Over the past year or so, it seems that a sort of election fever has swept up most of the Western World and hasn’t let go. From protesting against Trump’s election victory, to a sense of hope for Macron’s, to protests against our own PM, Theresa May’s election victory. We were lucky to hear of anything else for a good amount of time. As someone who is completely outside of the world of public affairs and – to be honest – the world of politics itself, this is my first foray into what many perceive as a murky world. However, when wearing my tech-PR Wizard Hat, I find this sector very unique and, perhaps somewhat naively, incredibly fascinating.
Imagine reading this story from a tech point of view, and then imagine me clasping my hands with a chuckle. Political parties using personal data to shape their campaigning strategies? Well, that almost screams “investigate me” does it not? You’d think so, but this type of activity wouldn’t be sniffed at by many. We sign our lives away every day to apps and social media, so why are we complaining? This marketing data comes under data protection laws. People were reporting direct contact from political parties, despite never giving explicit consent to be approached, either through mail or via canvassing.
Unfortunately, we live in an era of data, and it would be silly to suggest otherwise. When it comes to enterprise, data is the new currency that people will trade and exploit, not unlike a stock market. Data is a commodity. Politics, perhaps unsurprisingly, shouldn’t be considered any different. In a land and time where social media generally equates to greater transparency, it’s a careful line for everyone to tread. Either it means success (election victory), failure (election loss), or even the odd bit of catastrophic failure (the above article).
Social media, in politics, isn’t a new idea, but it for sure has come into its own in the past couple of years. President Trump, President Macron, and even his opponent Jean-Luc Melenchon, all used social media to great effect. So much was that effect that they have remained in the public eye for their social media use since then. You may laugh, but let’s be honest here: at least when it comes to President Trump, no matter how much of a car crash it appears to be, we keep looking. If we look a bit closer to home, we see that social media spending in terms of campaigns is quite interesting. For instance, in the 2015 election, the Conservative Party spent around £1.2 million on Facebook alone, in comparison to Labour’s £16,000 – and we all know how that turned out.
Now, unless you are Finland, politics can be considered a bit of a murky world. So what can be done about changing it? When it comes to data use, it’s a complex situation. We all know that by itself data is, well, just data. It’s how it gets analysed, interpreted, and put into use that makes it ‘murky’, if you will. Billboards, newspaper advertisements, and posters are all on their way out, and data is very much storming its way in with heavy parade boots. From virtual campaigning to targeted ads, data is the future of all things and politics is no different.
Harking back to my university days at Cardiff, this seems to agree with a lot of what I can remember being taught. Personality trumps policy, right?
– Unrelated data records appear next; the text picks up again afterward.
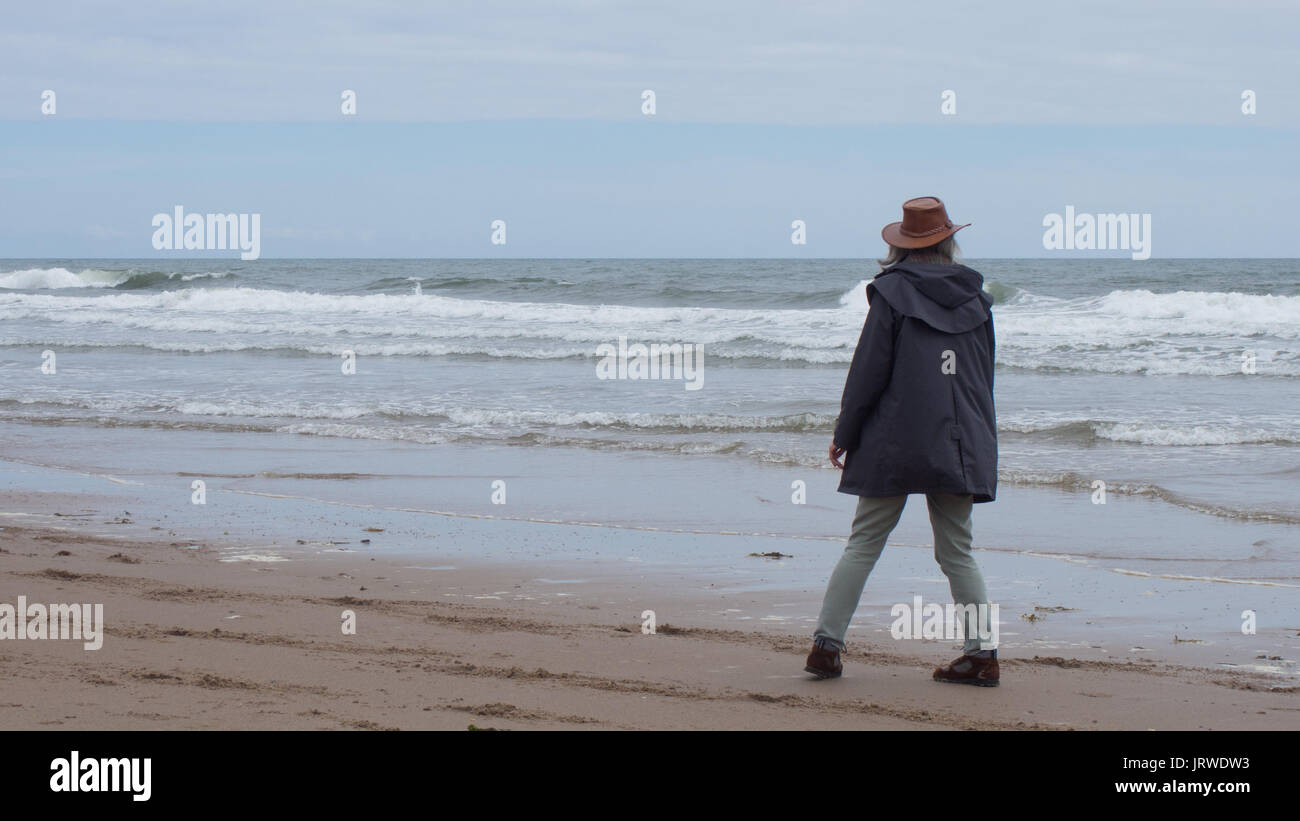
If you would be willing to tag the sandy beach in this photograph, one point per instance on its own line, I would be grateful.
(198, 639)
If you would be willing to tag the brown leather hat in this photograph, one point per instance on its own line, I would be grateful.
(924, 224)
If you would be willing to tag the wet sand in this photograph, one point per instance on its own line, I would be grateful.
(222, 637)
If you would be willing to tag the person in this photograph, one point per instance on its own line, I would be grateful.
(917, 417)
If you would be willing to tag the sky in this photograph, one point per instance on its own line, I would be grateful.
(532, 113)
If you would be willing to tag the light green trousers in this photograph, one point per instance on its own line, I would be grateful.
(874, 521)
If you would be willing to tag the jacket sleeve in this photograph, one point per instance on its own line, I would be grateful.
(869, 374)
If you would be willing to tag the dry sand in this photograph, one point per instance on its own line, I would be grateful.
(194, 642)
Remember these data driven ads don’t have to focus on policy, they can focus on smearing the other side. It’s been the case since JFK and Nixon went on TV, after all. Whilst policy will still play a role, I feel its importance in convincing the electorate is on a sharp decline southwards. Tech and data looks to be doing a lot of leg work in terms of emotional manipulation.
From a layperson’s point of view, tech seems to be sitting firmly in the driving seat having shifted from the bucket seats in the back. The most recent battle between Corbyn and May was almost a mighty clash of social media (not forgetting local constituent campaigning also, where I get a reply back from Vince Cable on his own Twitter account). Of course more traditional campaigning still has its place, as evidenced by the collateral coming through my letterbox at a rate of knots, but online campaigning did look like it had finally tipped the scales in its favour.
So to the future; where does this leave us going forward? Perhaps a resurging interest in policy? Or maybe a bunch of ‘best-of’ style videos on YouTube, pushed out via Twitter and Facebook using targeted ads driven by data? I don’t know, and I doubt anyone but the innermost of inner sanctums in party headquarters really has any idea. What does seem certain though, is that tech has been merged with the alchemy of public affairs and political campaigning, and this is very interesting. I, for one, can’t wait to get more involved.